'Affordable-By-Design' Recommended For San Francisco
"What if it were possible to easily adapt the permit codes so that private developers actually wanted to build middle-income housing without any need for taxpayer subsidies? According to a new task force study by the San Francisco Planning and Urban Research (SPUR) Association, this could be accomplished by simply easing city regulations to enable lower-cost construction of new housing in neighborhoods where land prices permit.
The City's own urban development think-tank found that the midrange housing market could be effectively served by offering an option of smaller but more efficient units with fewer amenities. Such units are now extremely difficult to bring to market because of unnecessary restrictions involving building density, common spaces, parking capacity and height limits on wood-frame construction.
SPUR makes six main code-change recommendations for lowering city housing construction costs.
All of these changes are comparatively minor and could easily be tested as pilot programs of limited duration. Yet in total they might significantly enhance housing opportunities for a vitally productive but too-often overlooked segment of the San Francisco community.
From SPUR report:
"Housing that is affordable "by design" could become a more important part of San Francisco's middle-income housing strategy. This is a housing type that benefits the lower middle class rather than the truly poor, but it is precisely in this middle income stratum of the market that San Francisco has been least successful in serving.

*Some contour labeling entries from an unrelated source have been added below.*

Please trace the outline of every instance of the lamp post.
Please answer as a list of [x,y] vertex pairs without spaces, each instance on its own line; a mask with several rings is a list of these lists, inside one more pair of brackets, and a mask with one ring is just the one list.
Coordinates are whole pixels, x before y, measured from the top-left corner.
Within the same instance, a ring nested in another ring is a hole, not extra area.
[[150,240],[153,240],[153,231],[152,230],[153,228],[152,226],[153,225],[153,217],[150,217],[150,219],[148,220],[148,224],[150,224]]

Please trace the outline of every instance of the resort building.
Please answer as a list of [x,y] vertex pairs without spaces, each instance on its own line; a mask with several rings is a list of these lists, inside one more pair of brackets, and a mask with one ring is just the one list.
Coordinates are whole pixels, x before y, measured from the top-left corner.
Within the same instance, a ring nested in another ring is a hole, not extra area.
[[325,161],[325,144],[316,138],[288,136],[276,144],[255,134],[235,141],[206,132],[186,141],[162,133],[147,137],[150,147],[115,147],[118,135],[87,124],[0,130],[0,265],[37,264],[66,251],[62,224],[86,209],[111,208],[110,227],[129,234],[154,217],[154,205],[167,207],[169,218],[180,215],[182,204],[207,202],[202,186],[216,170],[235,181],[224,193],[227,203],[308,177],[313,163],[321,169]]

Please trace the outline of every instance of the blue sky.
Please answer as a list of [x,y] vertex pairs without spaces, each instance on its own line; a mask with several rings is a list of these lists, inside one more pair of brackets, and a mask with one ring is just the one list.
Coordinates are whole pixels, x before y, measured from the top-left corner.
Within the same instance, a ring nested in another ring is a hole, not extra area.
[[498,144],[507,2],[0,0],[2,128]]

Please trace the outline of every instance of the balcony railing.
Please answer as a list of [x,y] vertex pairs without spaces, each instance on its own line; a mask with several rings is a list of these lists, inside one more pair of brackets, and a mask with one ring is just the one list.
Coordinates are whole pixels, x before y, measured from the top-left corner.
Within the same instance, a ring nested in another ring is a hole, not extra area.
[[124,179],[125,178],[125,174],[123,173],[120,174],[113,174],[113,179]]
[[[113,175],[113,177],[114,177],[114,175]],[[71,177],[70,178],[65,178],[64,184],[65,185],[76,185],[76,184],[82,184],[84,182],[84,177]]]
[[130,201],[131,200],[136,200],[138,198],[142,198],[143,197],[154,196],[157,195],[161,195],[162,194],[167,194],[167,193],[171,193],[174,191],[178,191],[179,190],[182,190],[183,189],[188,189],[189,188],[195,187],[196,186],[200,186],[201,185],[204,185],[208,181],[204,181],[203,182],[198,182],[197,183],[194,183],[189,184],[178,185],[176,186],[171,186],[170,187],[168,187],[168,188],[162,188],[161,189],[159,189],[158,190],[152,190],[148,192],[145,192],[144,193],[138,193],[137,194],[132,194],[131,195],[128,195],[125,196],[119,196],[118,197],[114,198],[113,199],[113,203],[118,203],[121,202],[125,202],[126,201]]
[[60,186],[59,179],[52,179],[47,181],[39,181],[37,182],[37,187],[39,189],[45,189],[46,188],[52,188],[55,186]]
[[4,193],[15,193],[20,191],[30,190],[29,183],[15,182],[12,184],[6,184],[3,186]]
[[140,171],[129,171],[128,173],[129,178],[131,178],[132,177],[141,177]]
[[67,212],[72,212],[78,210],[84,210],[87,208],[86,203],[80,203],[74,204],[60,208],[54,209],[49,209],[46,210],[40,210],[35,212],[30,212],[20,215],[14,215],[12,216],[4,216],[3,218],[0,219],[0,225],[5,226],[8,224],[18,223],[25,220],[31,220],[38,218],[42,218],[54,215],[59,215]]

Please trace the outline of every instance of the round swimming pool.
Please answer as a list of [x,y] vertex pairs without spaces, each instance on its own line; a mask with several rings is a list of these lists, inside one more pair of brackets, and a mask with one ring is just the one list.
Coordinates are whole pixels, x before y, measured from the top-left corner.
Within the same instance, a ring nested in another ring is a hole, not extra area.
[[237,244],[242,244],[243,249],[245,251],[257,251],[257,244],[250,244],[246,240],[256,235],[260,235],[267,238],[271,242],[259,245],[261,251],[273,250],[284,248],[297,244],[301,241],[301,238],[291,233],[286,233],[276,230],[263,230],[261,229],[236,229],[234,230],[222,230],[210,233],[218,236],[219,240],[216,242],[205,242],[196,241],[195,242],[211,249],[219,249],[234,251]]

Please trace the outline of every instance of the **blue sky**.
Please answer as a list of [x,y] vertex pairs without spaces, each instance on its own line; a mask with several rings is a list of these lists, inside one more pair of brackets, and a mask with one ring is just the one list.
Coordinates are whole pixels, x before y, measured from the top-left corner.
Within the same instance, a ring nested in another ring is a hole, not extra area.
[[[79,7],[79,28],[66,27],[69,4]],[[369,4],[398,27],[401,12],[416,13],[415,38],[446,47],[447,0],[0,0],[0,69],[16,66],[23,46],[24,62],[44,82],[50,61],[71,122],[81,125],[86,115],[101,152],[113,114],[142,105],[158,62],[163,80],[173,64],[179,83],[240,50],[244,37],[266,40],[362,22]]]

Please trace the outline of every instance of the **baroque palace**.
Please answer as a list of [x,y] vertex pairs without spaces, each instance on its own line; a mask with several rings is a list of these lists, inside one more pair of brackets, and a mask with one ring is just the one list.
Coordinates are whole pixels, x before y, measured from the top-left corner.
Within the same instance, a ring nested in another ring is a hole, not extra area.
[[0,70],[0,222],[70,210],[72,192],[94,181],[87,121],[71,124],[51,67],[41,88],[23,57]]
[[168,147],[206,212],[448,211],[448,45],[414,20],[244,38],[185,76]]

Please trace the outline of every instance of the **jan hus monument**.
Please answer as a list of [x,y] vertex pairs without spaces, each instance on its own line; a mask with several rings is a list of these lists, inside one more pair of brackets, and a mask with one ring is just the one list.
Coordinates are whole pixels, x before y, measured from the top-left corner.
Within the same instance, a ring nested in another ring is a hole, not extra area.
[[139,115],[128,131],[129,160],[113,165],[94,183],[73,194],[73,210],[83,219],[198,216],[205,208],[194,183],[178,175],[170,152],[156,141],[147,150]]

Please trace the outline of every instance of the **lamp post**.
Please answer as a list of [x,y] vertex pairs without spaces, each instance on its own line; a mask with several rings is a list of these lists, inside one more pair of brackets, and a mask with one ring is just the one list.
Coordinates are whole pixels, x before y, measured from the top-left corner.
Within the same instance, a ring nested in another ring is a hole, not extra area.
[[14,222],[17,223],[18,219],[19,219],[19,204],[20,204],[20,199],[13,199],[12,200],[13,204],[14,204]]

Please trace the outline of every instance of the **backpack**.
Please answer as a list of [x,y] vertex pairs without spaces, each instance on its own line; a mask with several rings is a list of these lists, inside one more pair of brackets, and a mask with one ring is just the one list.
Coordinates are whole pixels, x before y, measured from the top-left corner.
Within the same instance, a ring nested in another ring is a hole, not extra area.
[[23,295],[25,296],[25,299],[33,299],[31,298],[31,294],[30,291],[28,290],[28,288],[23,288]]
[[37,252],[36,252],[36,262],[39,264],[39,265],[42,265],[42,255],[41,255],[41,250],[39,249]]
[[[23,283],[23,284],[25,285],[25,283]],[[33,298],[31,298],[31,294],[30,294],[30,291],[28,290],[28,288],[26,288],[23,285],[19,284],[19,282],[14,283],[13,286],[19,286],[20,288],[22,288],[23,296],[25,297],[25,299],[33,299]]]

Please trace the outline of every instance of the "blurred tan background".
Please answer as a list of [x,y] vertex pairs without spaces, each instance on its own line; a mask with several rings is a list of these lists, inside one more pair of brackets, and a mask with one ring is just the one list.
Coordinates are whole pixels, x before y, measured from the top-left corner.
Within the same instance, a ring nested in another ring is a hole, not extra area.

Currently, the Planning and Building Codes make it extremely difficult to build housing that is affordable by design. This is primarily due to density controls, overly prescriptive courtyard and unit exposure rules, and minimum parking requirements in the Planning Code, as well as Building Code limits on the number of stories allowed for wood-frame construction...
Affordable "by design" housing has been an important part of San Francisco's housing stock for decades. By making a few key changes to San Francisco's planning and building codes, we have the opportunity to encourage the creation of new middle-income units - without additional public subsidy."